Çevre Dostu Üretim ve Çok Yönlü Kullanım
Ege Tekstil ve Hammaddeleri İhracatçıları Birliği Başkan Yardımcısı Muzaffer Kayhan, kenevirin çok yönlü kullanımı, çevre dostu üretim özellikleri ve yüksek ekonomik potansiyeli ile öne çıkan bir bitki olduğunu söyledi.
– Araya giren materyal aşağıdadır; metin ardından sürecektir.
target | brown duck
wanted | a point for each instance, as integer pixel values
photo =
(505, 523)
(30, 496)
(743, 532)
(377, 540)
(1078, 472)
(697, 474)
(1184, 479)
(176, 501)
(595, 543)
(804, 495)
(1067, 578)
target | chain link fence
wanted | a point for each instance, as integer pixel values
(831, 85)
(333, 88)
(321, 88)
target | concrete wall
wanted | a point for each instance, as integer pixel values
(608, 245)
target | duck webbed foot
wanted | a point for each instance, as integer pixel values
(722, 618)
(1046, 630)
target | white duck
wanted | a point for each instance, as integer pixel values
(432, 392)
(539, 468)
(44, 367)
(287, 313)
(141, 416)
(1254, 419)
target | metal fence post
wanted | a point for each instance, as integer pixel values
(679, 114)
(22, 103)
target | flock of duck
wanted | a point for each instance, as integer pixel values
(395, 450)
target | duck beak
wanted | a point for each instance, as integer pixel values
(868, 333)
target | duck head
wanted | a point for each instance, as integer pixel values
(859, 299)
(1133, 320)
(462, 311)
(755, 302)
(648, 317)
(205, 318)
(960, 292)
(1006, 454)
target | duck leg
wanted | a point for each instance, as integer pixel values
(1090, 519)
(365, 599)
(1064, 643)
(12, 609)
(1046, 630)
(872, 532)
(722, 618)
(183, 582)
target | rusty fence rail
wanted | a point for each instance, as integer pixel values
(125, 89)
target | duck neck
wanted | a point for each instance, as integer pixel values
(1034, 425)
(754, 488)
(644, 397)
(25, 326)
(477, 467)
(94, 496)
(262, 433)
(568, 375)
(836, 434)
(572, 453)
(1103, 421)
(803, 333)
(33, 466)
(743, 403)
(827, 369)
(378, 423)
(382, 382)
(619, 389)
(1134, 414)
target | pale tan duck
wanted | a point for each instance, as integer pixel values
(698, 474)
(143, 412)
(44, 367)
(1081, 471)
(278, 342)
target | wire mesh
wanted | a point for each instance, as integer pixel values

Tekstil ve hazır giyim sektörlerinde dayanıklılığı, uzun ömrü, UV direnci, geri dönüştürülebilirliği, biyolojik olarak parçalanabilirliği ve doğal antibakteriyel özelliği sayesinde tercih edildiğini belirten Kayhan, sektör ve sürdürülebilirlik için önemli bir hammadde olan kenevirin yaygınlaşması amacıyla Birlik olarak desteklerine devam edeceklerini ifade etti.
Kayhan, kenevirin başlıca çevreci özelliklerini sıraladı: Pamuk gibi geleneksel liflere göre %50-70 daha az suyla büyümesi, doğal olarak zararlılara dayanıklı olup pestisit ve herbisit kullanımını en aza indirmesi, yılda birden fazla hasat imkanı sunarak toprağı verimli kullanması, fitoremediasyon özelliğiyle kirli toprakları temizlemesi, organik madde birikimini artırması ve en önemlisi, karbon yutak özelliğiyle atmosferdeki CO₂'yi emerek iklim değişikliğiyle mücadeleye katkı sağlaması. Bu özelliklerin keneviri sadece ekonomik değil, ekolojik açıdan da stratejik bir ürün haline getirdiğini vurguladı.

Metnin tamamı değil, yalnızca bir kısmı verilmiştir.